Iota Draconis system in an artist's concept.
Iota Draconis system in an artist's concept.  


By Richard Stenger
CNN Sci-Tech

(CNN) -- Astronomers announced this week that they spotted the first planet orbiting a giant star, a find that could offer a tantalizing glimpse into the fate of the Earth.

While scientists have identified a host of other planets around other stars, this one is unique in how different its parent star is compared with the sun, astronomers said.

Iota Draconis has burned through its hydrogen fuel and become a red giant, boasting a radius 13 times greater than the sun. The transition is common for many stars as they approach death.

"Until now, it was not known if planets existed around giant stars," said Sabine Frink of the University of California at San Diego, who, with colleagues, presented the findings at a meeting of the American Astronomical Society.
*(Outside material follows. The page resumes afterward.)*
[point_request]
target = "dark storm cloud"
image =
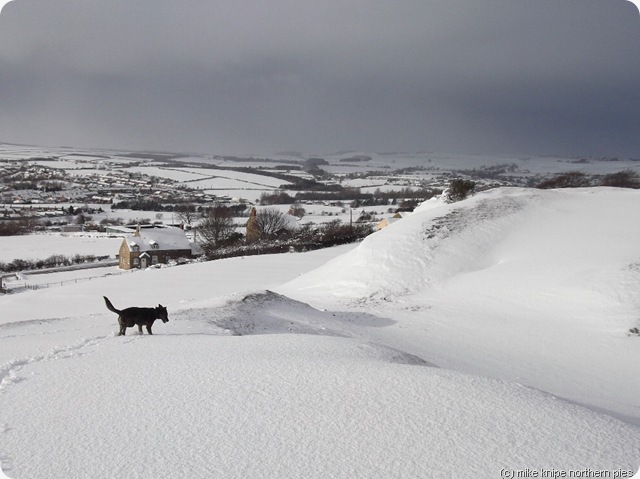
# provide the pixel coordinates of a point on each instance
(497, 76)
"This provides the first evidence that planets at Earthlike distances can survive the evolution of their host star into a giant," Frink said.

Iota Draconis resides about 100 light-years away in the constellation Drago, just east of the Big Dipper. Its planet completes a highly elliptical orbit about once every 1.5 years and has an estimated mass about nine times that of Jupiter.

The planet was identified using the indirect wobble technique, whereby astronomers measure its gravitational tug on its parent star. Its true mass could be slightly higher, in which case it might be a brown dwarf, a middling object between stars and planets.

The sun will likely become a red giant. And astronomers have long wondered which planets in our solar system will survive the change. If the Earth hangs on, it will not be pretty.

Our comfortable home will endure about 60 times more radiation, pushing the temperature up at least twice as high as the boiling point of water. The oceans will evaporate and the water vapor will escape the atmosphere because of the sizzling heat, the astronomers said.

"Observing the fate of this companion to a dying star is a reminder of the ultimate fate of our own Earth," said one of the researchers, Debra Fisher of the University of California at Berkeley.

Earth has time to bide before the calamity. Our middle-aged sun will not balloon into its terminal phase for several billion years.